Transparency remains critical, however, because misleading customers about whether they are interacting with AI can quickly erode trust.
“Customers don’t mind dealing with AI, but they will not tolerate being misled,” he said.
Rapid adoption of AI has raised concerns about explainability, especially when automated decisions affect financial or professional outcomes.
Kurt Muehmel, Head of AI Strategy at Dataiku, said AI systems are already embedded deeply in enterprise operations across the UAE.
“Our research shows that 65% of UAE CIOs say AI agents are already embedded in business-critical workflows,” Muehmel said.
The challenge emerges when organisations cannot clearly explain how those systems arrive at decisions.
“The risk is straightforward. You get a ‘no’ and nobody can tell you exactly why,” he said.
That lack of clarity could become problematic in areas such as lending, insurance or hiring, where decisions carry legal and financial consequences.
Data governance also plays a critical role in maintaining trust.
Muehmel warned that the largest risks often come from how data is used rather than the algorithms themselves.
“The biggest risk to someone getting a loan decision or an insurance claim is not that the AI got the math wrong. It is that the AI was trained on data it should not have used,” he said.
Companies deploying AI are increasingly building safeguards to ensure automated decisions remain accountable and challengeable.
Levent Ergin, Chief Strategist for Agentic AI, Regulatory Compliance & Sustainability at Informatica from Salesforce, said responsible deployment requires a structure similar to that of other high-risk professions.
“A pilot isn’t handed the controls without simulation training, supervision and clear emergency protocols. The same logic should apply to AI,” Ergin said.
Many organisations already rely on human-in-the-loop oversight models, in which employees review AI outputs before final decisions are made.
Monitoring systems also track inputs and outcomes to ensure organisations can audit decisions and intervene if systems behave unexpectedly.
Continuous supervision remains essential because AI systems evolve as they process new data.
“Treating AI like ordinary software underestimates it,” Ergin said. “In practice it behaves more like a living system that demands constant oversight.”
Growing competition is pushing companies to adopt AI rapidly, a trend that could create risks if governance fails to keep pace.
Sethupathy said leadership pressure to demonstrate results quickly can encourage organisations to move faster than their risk frameworks allow.
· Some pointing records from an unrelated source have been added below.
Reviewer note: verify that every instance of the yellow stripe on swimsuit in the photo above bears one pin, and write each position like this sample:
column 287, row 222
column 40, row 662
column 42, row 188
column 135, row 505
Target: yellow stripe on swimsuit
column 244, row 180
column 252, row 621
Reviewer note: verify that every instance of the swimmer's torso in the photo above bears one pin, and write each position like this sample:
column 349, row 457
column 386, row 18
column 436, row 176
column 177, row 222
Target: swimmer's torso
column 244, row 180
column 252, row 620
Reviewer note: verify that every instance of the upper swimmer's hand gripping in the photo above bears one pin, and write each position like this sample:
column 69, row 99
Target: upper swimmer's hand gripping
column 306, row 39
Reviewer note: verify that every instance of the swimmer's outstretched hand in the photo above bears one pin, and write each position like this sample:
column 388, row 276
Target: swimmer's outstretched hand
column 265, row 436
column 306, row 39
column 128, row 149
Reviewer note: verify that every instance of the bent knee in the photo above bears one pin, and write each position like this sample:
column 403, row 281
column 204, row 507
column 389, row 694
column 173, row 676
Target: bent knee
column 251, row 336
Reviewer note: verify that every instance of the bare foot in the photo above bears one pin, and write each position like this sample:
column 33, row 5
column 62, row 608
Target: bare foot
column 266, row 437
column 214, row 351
“Yes, that risk is real,” he said.
The challenge lies in balancing innovation with oversight. When deployment strategies and governance evolve together, companies can expand AI safely while protecting consumers.
Without that alignment, rapid rollout can expose organisations to reputational damage, regulatory scrutiny and operational disruptions.
The industry consensus is that the next phase of AI adoption will likely focus on accountability, transparency and trust, particularly in sectors such as banking, healthcare and insurance where automated decisions can directly affect people’s lives.